Perguntas Frequentes sobre Nutrição Parenteral

O que é a nutrição parenteral (NP)?
A NP é a forma de fornecer os nutrientes através da infusão por via intravenosa. Visa atender às necessidades nutricionais de pacientes que não podem ou não conseguem receber todo o aporte de nutrientes através da via oral ou enteral.
Trata-se de uma “solução ou emulsão, composta basicamente de carboidratos, aminoácidos, lipídios, vitaminas e minerais, estéril e apirogênica, acondicionada em recipientes de vidro ou plástico, destinada à administração intravenosa em pacientes desnutridos ou não, em regime hospitalar, ambulatorial ou domiciliar, visando à síntese ou à manutenção dos tecidos, órgãos ou sistemas”.
Por serem “produtos farmacêuticos, tecnicamente obtidos ou elaborados, com finalidade profilática, curativa ou paliativa, não enquadrados nas categorias de medicamento novo, genérico, similar, biológico, fitoterápico ou notificado e cuja (s) substância (s) ativa (s), independente da natureza ou origem, não é passível de ensaio de bioequivalência, frente a um produto comparador”, a NP é classificada no grupo de “medicamentos específicos” (Artigo 3o, § 1°).
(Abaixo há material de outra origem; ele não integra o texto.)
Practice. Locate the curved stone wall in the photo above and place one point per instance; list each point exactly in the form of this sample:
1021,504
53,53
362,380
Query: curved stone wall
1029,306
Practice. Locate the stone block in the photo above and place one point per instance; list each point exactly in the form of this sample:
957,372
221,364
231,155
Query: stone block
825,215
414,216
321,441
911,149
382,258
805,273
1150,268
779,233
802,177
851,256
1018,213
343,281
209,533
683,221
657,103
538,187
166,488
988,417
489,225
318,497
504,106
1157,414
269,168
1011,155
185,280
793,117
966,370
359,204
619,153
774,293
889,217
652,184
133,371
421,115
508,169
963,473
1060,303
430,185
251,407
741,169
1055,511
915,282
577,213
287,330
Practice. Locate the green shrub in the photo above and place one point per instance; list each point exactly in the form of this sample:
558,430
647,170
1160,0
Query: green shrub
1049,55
No mercado brasileiro a NP pode ser disponibilizada ao paciente, conforme a prescrição médica, de duas formas:
- NP individualizada: através da manipulação de formulações personalizadas, realizadas em farmácias especializadas em injetáveis e, com as doses precisas e indicadas para cada paciente.
- NP padronizada: fórmulas com conteúdo definido e padronizado, industrializadas e prontas para uso. Não é permitido adições e ajustes neste tipo de NP.
Portaria no 272, de 08 de abril de 1998, SNVS/ MS.
BRASPEN J 2019; 34 (3): 217-232
Qual a temperatura de transporte da Nutrição Parenteral (NP) individualizada ou manipulada?
A NP manipulada deve ser transportada em recipiente térmico exclusivo, protegida da incidência de luz e calor.
O transporte deve ser realizado na faixa de temperatura de 2º a 20º C, por um período de no máximo 12 horas.
Portaria no 272, de 08 de abril de 1998, SNVS/ MS.
O que é importante observar ao receber a bolsa de NP?
A BRASPEN, em consonância com a Portaria 272/ 98, orienta para a dispensação e administração de NP, a verificação do check list abaixo.

Tabela Manual BRASPEN de competências relacionadas à Dispensação e Administração de Nutrição Parenteral.
Portaria no 272, de 08 de abril de 1998, SNVS/ MS.
BRASPEN J 2019; 34 (3): 217-232
Como conservar a bolsa de NP?
A bolsa de NP deve ser conservada sob refrigeração, em geladeira exclusiva para medicamentos, com termômetro, controle, monitoramento e registro das temperaturas.
A faixa de temperatura deve ser mantida entre 2o e 8oC, por no máximo, 24 horas.
Portaria no 272, de 08 de abril de 1998, SNVS/ MS.
BRASPEN J 2019; 34 (3): 217-232
Quanto tempo, antes do início da infusão, devo retirar a bolsa de NP da refrigeração?
O tempo dependerá do volume da bolsa de NP e da temperatura ambiente.
A bolsa deverá ser retirada da geladeira e mantida sobre bancada, previamente higienizada, dentro da embalagem original, em temperatura ambiente controlada (15o – 30o C).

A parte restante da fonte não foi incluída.